Proton therapy plus chemotherapy shows promise in lung cancer trial

For patients with unresectable stage III non–small cell lung cancer (NSCLC), concurrent proton therapy and chemotherapy may offer better survival outcomes and less toxicity than the standard of care, according to a recent clinical trial from The University of Texas MD Anderson Cancer Center.

The single-institution phase II trial enrolled 64 patients with unresectable stage IIIA or IIIB NSCLC who had not undergone previous radiation therapy to the chest. All patients received carboplatin and paclitaxel with concurrent passively scattered proton beam therapy.

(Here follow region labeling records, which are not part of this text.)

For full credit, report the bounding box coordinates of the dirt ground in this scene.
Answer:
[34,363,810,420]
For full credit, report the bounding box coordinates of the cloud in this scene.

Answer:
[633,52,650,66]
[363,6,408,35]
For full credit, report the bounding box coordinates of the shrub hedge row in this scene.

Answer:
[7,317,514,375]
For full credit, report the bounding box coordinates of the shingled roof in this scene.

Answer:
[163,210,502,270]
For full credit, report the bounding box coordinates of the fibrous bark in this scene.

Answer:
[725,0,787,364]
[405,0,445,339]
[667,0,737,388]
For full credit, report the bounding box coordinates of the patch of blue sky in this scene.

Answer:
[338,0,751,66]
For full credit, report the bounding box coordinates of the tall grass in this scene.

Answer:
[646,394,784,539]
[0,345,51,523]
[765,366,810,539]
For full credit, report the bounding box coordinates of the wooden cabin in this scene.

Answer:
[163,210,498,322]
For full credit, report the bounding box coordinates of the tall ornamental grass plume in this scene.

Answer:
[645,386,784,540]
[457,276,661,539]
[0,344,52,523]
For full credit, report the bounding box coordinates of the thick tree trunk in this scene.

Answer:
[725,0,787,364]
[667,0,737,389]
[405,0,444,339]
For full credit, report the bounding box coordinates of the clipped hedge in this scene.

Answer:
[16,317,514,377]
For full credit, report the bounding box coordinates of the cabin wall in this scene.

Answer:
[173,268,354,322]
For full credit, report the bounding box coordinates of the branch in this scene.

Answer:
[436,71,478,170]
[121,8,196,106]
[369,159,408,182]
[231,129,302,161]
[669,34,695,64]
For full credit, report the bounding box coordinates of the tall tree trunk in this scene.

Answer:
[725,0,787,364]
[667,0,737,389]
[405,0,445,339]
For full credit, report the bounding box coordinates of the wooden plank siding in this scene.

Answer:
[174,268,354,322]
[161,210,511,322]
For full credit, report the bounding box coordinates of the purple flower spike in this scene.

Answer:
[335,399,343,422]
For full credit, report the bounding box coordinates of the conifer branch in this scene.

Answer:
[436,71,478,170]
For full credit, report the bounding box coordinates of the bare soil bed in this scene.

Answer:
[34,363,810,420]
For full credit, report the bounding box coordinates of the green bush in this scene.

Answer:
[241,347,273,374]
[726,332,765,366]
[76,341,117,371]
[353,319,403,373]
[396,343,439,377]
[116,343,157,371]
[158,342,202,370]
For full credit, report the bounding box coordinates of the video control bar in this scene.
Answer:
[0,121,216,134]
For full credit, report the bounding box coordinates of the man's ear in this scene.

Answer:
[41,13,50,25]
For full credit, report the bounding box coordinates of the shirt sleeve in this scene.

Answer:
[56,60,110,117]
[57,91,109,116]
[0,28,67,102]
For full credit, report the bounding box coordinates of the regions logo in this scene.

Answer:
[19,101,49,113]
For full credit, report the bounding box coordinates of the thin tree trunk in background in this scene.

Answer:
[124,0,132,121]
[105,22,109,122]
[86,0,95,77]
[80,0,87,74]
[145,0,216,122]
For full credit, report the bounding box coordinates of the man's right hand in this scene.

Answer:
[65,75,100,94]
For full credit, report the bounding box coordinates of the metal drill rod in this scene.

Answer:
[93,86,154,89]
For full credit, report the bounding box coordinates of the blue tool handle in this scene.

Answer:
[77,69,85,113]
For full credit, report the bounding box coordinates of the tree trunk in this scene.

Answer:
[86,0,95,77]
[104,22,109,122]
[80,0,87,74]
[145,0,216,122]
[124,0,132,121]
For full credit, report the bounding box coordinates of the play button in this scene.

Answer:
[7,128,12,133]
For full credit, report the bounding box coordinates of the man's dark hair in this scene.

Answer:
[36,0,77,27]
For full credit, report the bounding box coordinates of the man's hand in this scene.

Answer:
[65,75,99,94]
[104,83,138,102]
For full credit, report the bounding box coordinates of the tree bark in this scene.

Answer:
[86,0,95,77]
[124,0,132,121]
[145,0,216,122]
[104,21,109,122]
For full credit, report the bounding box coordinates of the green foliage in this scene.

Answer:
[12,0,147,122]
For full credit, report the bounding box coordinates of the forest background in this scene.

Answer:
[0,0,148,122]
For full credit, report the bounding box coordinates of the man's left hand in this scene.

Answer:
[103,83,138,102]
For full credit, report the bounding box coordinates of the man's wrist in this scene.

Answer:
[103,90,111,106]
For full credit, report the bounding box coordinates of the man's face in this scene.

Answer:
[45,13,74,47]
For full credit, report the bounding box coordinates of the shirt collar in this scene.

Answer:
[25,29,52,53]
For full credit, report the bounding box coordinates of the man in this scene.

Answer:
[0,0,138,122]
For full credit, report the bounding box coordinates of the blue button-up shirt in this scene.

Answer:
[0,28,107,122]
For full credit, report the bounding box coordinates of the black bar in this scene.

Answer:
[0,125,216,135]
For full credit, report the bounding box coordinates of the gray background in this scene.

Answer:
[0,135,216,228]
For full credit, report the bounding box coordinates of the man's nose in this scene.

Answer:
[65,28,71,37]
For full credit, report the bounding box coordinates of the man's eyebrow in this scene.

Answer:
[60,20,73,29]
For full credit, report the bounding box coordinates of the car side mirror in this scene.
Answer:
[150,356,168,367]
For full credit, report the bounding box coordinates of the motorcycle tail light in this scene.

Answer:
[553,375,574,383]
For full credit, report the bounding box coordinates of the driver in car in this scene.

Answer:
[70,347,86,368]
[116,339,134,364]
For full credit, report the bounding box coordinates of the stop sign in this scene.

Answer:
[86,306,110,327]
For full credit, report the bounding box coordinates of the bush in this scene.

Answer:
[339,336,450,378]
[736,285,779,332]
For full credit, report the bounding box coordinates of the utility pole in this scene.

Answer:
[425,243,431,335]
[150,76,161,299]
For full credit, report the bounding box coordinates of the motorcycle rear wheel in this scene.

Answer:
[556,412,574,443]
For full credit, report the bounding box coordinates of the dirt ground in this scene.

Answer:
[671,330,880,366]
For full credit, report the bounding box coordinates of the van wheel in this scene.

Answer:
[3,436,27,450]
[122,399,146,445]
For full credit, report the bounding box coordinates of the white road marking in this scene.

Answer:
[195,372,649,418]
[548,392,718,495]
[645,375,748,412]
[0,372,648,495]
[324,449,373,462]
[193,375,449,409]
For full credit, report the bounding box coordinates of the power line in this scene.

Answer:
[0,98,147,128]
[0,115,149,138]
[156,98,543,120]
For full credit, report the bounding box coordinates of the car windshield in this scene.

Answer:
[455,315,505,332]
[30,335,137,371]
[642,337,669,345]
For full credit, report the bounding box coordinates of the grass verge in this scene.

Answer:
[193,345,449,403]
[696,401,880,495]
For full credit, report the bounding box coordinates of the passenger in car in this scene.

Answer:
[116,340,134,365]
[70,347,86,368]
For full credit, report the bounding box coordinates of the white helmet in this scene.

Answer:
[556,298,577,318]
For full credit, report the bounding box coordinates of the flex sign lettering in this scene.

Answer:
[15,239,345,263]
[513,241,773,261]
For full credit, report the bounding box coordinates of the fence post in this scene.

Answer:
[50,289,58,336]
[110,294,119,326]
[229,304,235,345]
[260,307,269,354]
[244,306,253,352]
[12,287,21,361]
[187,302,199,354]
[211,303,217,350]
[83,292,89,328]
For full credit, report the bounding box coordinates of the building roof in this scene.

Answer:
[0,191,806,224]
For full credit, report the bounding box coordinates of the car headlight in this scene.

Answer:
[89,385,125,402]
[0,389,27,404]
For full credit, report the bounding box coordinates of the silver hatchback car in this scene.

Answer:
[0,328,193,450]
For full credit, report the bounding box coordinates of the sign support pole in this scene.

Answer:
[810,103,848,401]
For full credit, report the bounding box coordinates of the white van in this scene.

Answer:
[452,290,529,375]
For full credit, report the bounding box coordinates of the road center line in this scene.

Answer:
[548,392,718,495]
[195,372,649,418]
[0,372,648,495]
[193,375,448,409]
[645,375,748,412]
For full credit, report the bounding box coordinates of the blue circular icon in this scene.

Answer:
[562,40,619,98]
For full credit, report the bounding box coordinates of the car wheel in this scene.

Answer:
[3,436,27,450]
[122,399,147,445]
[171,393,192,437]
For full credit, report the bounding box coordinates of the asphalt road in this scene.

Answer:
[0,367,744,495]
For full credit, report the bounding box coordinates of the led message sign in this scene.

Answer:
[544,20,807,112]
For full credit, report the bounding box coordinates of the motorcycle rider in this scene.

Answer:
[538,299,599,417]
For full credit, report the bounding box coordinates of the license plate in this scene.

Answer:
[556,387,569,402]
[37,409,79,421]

“We hypothesized that proton therapy would offer a survival benefit to patients and reduce treatment-associated toxic effects, which can be very serious,” said Joe Chang, M.D., a professor in the Department of Radiation Oncology and the trial’s principal investigator.

The 26.5-month median overall survival duration for patients in the trial was substantially longer than the historical median overall survival duration of 16.0 months (at the time of the trial’s design) for similar patients treated with chemotherapy and concurrent photon-based radiation therapy.

The toxic effects experienced by patients in the trial included grade 2, 3, and 4 esophagitis and grade 2 and 3 pneumonitis. The rates of these effects were lower than those in previous studies of chemotherapy and concurrent photon-based radiation therapy. Unlike patients in some previous studies of the standard treatment, none of the patients in the trial died of toxic effects.

These results, which represent the longest follow-up to date of stage III lung cancer patients who received proton therapy, were recently published in JAMA Oncology.

Dr. Chang noted that since the trial began, the delivery of both photon-based radiation therapy and proton therapy have improved, thereby reducing the rate and severity of both treatment modalities’ adverse effects. To determine how these improvements will affect survival, MD Anderson researchers are now enrolling patients with stage II or III NSCLC in a randomized phase II trial (No. 2011-1058) of chemotherapy with concurrent photon-based or proton-based intensity-modulated radiation therapy (see Proton Therapy for Non–Small Cell Lung CancerOncoLog, June 2016).